The day following my visit to the Allegheny River side of the big hill’s triple divide, I swung over the summit near Gold, PA and eased on down the Pine Creek headwaters. The southward flowing Pine (by some estimations the “largest creek” in the U.S.), like the Allegheny and Genesee rivers, has its sources on the farms and in the woodlots of the summit. Within 20 miles or so, Pine Creek would enter its renowned Gorge, a deep 50-mile canyon that a Federal Task Force in 1972 ranked “as one of the three most impressive gorge areas in the East.” But before I reached the bottom of “Headwaters Mountain” I pulled off the road at the opening of a hollow, suited up in wading shoes and fishing pants, and started rambling up a feeder stream.
It was another mild winter day with a temperature in the low 30s. The forested hollow formed by this little feeder stream (only six to eight-feet wide) felt cold until I reached the stretches where a sunlit slope radiated warmth. The north-facing slope across the brook was still in shadow and retained a thin carpet of snow. This trout stream, like the Allegheny feeder I fished yesterday, was also low and clear for a February day.
Even though I’ve been fishing and exploring this area of the upper Pine for 25 years, I’ve never visited the little tributary before. Oh, I’ve crossed its lower end on the highway plenty of times and even knew that trout could be found here, but I’d never stopped to take a look before. No matter where you live, no matter what your outdoor interests are, if you start exploring the land and water of your place, you start to reap rewards for your efforts. Here the open woods and little stream were good to me because I entered with hardly any mental baggage– some would say that’s easy for me to do, like carrying my I.Q. in a handkerchief rather than in a backpack. I entered the place with a relatively clear slate, expecting anything or nothing.
It didn’t matter to me that the stream was disappointing from a fishing perspective.

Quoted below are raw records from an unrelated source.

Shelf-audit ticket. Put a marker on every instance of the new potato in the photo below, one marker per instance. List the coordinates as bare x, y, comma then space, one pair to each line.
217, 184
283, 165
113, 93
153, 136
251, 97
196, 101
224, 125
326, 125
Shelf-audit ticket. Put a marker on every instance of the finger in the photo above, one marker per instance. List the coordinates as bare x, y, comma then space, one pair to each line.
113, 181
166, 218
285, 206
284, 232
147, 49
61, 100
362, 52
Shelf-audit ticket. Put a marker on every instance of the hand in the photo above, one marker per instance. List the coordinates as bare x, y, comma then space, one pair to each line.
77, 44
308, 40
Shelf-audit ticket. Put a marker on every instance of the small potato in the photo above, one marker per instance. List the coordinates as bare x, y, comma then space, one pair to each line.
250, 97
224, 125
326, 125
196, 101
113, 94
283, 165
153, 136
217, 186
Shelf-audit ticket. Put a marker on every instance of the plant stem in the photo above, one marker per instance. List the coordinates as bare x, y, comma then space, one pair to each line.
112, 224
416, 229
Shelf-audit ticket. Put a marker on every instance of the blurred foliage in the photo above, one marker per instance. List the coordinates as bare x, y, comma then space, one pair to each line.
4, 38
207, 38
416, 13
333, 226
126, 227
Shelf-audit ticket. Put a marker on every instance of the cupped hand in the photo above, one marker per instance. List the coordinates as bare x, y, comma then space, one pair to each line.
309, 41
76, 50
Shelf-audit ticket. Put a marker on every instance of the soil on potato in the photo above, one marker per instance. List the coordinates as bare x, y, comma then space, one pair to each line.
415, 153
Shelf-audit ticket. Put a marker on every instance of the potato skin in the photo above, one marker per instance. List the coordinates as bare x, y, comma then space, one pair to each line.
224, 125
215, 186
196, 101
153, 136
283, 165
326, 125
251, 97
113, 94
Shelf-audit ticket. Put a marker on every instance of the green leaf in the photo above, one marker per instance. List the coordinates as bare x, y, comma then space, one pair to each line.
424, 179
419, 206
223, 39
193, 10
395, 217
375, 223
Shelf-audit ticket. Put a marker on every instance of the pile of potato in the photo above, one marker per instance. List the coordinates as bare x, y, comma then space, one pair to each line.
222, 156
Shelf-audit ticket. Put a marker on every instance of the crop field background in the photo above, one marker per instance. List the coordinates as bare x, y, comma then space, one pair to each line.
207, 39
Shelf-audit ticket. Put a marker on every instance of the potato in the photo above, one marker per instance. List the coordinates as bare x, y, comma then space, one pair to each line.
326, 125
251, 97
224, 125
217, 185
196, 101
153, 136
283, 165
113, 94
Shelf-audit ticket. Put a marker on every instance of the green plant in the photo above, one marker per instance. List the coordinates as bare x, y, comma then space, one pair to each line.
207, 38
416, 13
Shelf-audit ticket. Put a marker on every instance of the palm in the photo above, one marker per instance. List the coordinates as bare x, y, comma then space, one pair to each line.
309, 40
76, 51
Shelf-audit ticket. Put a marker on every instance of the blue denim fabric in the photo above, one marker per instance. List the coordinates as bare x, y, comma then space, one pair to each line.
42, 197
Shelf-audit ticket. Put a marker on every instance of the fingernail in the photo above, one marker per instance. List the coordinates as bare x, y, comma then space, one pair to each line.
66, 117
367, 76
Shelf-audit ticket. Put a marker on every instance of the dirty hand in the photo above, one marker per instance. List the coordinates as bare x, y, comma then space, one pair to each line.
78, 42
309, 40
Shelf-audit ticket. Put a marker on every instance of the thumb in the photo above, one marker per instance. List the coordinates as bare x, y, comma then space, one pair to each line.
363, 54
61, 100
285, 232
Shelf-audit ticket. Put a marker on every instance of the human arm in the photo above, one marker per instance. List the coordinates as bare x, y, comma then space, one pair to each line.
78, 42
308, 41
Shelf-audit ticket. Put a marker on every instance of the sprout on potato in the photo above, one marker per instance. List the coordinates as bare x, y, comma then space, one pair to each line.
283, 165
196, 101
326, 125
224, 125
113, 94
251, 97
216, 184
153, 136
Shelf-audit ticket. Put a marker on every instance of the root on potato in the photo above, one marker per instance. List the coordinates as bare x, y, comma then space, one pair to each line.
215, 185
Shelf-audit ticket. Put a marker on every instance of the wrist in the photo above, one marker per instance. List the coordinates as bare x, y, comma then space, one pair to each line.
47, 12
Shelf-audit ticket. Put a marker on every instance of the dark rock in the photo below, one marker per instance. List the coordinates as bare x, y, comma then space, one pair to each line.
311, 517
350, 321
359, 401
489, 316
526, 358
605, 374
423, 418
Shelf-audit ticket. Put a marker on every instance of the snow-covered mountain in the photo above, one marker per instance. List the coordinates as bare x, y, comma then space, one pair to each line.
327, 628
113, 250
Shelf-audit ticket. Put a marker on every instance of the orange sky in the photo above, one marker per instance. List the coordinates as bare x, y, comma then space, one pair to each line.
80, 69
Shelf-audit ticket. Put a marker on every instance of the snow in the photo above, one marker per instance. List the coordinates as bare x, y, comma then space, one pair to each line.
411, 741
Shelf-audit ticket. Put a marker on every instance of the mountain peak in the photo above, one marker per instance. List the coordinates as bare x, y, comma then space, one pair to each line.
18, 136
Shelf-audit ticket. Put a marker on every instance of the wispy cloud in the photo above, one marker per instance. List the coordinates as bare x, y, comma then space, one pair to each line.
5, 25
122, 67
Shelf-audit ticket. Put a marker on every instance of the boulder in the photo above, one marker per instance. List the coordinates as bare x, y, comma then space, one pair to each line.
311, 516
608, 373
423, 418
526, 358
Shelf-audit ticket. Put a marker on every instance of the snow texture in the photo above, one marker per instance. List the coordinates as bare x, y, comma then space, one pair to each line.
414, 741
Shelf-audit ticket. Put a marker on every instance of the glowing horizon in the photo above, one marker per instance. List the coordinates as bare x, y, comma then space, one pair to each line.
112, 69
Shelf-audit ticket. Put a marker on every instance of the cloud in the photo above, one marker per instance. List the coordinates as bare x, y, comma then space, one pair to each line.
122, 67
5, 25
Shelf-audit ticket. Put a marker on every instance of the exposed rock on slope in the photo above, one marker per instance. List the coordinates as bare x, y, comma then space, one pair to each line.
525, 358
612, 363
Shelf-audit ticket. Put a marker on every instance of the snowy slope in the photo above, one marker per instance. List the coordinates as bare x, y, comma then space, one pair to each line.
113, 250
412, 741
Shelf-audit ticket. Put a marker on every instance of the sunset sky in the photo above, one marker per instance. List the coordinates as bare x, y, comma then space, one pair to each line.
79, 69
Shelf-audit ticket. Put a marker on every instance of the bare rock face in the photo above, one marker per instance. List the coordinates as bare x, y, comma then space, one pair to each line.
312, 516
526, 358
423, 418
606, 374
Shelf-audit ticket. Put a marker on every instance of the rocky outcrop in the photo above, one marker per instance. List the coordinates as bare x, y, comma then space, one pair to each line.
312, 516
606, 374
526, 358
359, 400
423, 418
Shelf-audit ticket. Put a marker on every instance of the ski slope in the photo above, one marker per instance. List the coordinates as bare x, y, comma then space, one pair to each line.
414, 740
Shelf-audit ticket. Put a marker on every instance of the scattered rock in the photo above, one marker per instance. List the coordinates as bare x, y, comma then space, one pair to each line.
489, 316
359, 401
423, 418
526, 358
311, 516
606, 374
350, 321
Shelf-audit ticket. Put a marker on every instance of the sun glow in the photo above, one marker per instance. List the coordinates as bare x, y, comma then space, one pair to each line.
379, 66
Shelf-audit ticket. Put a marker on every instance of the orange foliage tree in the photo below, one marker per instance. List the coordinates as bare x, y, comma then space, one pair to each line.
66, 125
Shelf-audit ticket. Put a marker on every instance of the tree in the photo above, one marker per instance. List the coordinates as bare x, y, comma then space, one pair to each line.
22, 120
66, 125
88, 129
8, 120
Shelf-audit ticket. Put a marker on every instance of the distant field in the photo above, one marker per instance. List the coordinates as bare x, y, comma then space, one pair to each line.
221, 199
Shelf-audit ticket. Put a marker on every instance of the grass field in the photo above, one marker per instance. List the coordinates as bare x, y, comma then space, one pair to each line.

I caught a single brook trout about the size of my middle finger on a stonefly nymph, and that was it. Perhaps the count was low for me because my angling strategies were winter dull, but the stream was lacking something too. It had insufficient “structure,” as biologists might say. A minimum of pools, undercuts, rocks, debris, places for a trout to shelter in, places from which they could dart to grab the minimum of morsels offered by these ancient hills.
That was all okay with me. The woods were winter quiet and the solitude rare. They helped to stir the thoughts and feelings of a gray head happy that thoughts and feelings could still rise to the level of recognition. Those interior reactions were like a spring trout, maybe– sluggish from the cold, but hungry for the hatching fly.